You have three solutions to work with, the outer solution $$y_0(x) = x+B$$ the "wide" inner solution $$Y_0(X) = C_1\exp\left(-\frac{1}{X^2}\right),\quad X=\frac{x}{\sqrt{\epsilon}}$$ and the "narrow" interior solution $$\tilde Y_0(\tilde X) = D_1\exp\left(-2\tilde X\right)+D_2\exp\left(2\tilde X\right),\quad\tilde X=\frac{x}{\epsilon}.$$
Immediately you can say $$B=b-1$$, $$D_2=0$$ and $$D_1=a$$.
There's no need to use $$\cosh$$ and $$\sinh$$, they're just combinations of $$\exp(2X)$$ and $$\exp(-2X)$$ anyway.
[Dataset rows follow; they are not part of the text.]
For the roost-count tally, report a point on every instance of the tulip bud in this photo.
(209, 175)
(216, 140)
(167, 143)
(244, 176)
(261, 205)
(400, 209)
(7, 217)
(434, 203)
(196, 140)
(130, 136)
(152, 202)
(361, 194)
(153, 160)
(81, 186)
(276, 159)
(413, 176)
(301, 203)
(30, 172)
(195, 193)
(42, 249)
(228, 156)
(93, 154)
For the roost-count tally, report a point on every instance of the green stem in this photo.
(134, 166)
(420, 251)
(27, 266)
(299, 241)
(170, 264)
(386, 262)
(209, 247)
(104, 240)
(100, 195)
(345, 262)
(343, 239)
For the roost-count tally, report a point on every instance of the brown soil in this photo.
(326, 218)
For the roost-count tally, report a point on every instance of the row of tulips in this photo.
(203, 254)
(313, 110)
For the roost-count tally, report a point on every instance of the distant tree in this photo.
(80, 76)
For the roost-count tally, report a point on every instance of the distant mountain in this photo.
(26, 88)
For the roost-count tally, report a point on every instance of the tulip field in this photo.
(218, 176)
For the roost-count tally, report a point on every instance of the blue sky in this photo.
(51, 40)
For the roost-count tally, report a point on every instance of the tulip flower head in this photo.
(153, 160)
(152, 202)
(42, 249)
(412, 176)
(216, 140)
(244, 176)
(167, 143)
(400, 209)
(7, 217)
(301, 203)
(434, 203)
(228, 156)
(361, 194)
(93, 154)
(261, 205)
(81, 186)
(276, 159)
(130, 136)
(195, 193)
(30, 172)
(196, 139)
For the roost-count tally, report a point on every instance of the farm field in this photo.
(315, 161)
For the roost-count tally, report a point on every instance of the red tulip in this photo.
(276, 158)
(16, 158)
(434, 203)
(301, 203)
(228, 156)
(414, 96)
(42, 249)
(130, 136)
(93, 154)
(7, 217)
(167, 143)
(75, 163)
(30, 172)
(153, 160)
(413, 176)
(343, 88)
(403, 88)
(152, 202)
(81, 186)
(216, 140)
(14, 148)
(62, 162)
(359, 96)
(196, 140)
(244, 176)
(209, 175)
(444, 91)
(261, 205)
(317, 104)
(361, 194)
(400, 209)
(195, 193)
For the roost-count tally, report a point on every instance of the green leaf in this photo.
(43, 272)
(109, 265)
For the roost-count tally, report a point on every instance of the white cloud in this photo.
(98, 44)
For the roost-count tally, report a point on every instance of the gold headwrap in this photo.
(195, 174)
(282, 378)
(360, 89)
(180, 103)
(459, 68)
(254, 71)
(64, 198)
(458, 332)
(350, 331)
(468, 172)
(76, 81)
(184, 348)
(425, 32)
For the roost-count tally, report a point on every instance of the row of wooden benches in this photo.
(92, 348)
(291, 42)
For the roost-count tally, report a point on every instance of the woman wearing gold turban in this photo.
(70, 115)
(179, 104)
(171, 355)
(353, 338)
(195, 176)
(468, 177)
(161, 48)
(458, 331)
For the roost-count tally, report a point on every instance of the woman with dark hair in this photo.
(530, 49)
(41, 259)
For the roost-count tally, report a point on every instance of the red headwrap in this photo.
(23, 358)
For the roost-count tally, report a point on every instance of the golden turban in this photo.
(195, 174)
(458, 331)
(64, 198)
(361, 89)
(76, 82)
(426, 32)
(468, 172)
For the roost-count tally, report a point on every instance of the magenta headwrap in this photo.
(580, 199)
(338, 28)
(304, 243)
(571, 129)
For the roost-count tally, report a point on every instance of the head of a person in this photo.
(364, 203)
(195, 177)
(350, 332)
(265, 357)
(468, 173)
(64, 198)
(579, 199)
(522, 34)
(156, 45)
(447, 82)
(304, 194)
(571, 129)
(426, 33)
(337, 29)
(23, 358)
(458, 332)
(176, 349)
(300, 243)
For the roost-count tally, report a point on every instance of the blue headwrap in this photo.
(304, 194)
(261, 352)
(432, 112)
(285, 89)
The whole reason you set $$D_2=0$$ is to ensure that $$\tilde Y_0(\tilde X)$$ is bounded as $$\tilde X\to\infty$$, but $$\cosh$$ and $$\sinh$$ are both unbounded.
You have two places where you need to do asymptotic matching (to find constant or verify things match), which you identified correctly, $$\lim_{X\to\infty}Y_0(X)=\lim_{x\to0^+}y_0(x) \Rightarrow C_1=b-1,\qquad(\star)$$ and $$\lim_{X\to0^+}Y_0(X)=\lim_{\tilde X\to\infty}\tilde Y_0(\tilde X) \Rightarrow 0=0 \qquad(\dagger),$$ so the inner solutions are exponentially small in the transition region.
You can combine all this to get a uniform approximation, $$y(x) = \underbrace{\left[x+b-1\right]}_\text{outer}+\underbrace{\left[(b-1)\exp\left(-\frac{\epsilon}{x^2}\right)\right]}_\text{wide inner}+\underbrace{\left[a\exp\left(-\frac{2X}{\epsilon}\right)\right]}_\text{narrow inner}-\underbrace{\left[b-1\right]}_\text{matching constant (\star)}-\underbrace{\left[0\right]}_\text{matching constant (\dagger)}+O(\epsilon^{1/2}),$$ that is, $$y(x) = x+(b-1)\exp\left(-\frac{\epsilon}{x^2}\right)+a\exp\left(-\frac{2\color{red}{x}}{\epsilon}\right)+O(\epsilon^{1/2}),$$
Illustration of the solution above: A numerical solution of the boundary value problem is plotted against the approximation to show that indeed the 3 parts do fit together that way for sufficiently small $$ε$$, visually for $$ε<0.05$$.